Assess your balance between other-care and self-care. It is good to care for others, but even Jesus required time away from ministry to rest and be with his Father. Put a boundary around your work. Designate set times when you will not check your email or work on projects; instead, practice rest. Good self-care includes attending to your body, soul, and spirit. In her book, Sacred Rest (2017), Dr. Dalton-Smith encourages rest in the following areas:

Emotional: Learn to express your feelings and create emotional boundaries. You can take only so much drama. Think about where you may need to practice saying “no” (when you say “no” to one thing, you say “yes” to something else).

Physical: Use your body in restorative ways to relax muscle tension, reduce pain, and encourage quality sleep.

Spiritual: Experience God and rest in him. You can't bring heaven to earth; only he can fix it all.

Social: Discern relationships that revive from ones that exhaust; limit exposure to shaming people.

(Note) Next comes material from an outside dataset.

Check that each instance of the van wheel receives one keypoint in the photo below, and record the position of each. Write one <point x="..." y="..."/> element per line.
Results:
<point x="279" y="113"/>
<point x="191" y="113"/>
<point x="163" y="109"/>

Mental: Learn to quiet the mind. Focus on things that matter. Notice how you are talking to yourself. Practice affirming yourself. Appreciate the small moments of “I made a difference.”

Sensory: Take a break from sensory input received from electronics, light, and noise. During times of rejuvenating rest, take a break from the TV and social media. Get out in nature. Turn off the music and sit quietly in silence.

Creative: Exercise your creative gene. Paint, cook, garden, write, play music, etc. If you do not have a creative gene, allow beauty to inspire by watching a beautiful film, listening to music, watching someone dance, or admiring God’s handiwork in nature.

Do not compare your work to others. The apostle Paul was a magnificent writer and preacher, but the Bible also says that he made tents for a living.

Do not judge the value of the work you do. Work as unto God alone and let him determine the value of your work (Colossians 3:23-24).

If you find yourself doing work you love, and you still feel you are burning out, let me encourage you to find your rest in the areas listed above, and remind you that scripture tells us that God has given his children a gift to use in service to one another (1 Peter 4:10). Whatever your work is, see the gift that you bring to the table and remember you are ultimately working for the glory of the Lord (1 Corinthians 10:31).

I pray you will find fulfillment in Christ alone, the only source that will never burn out.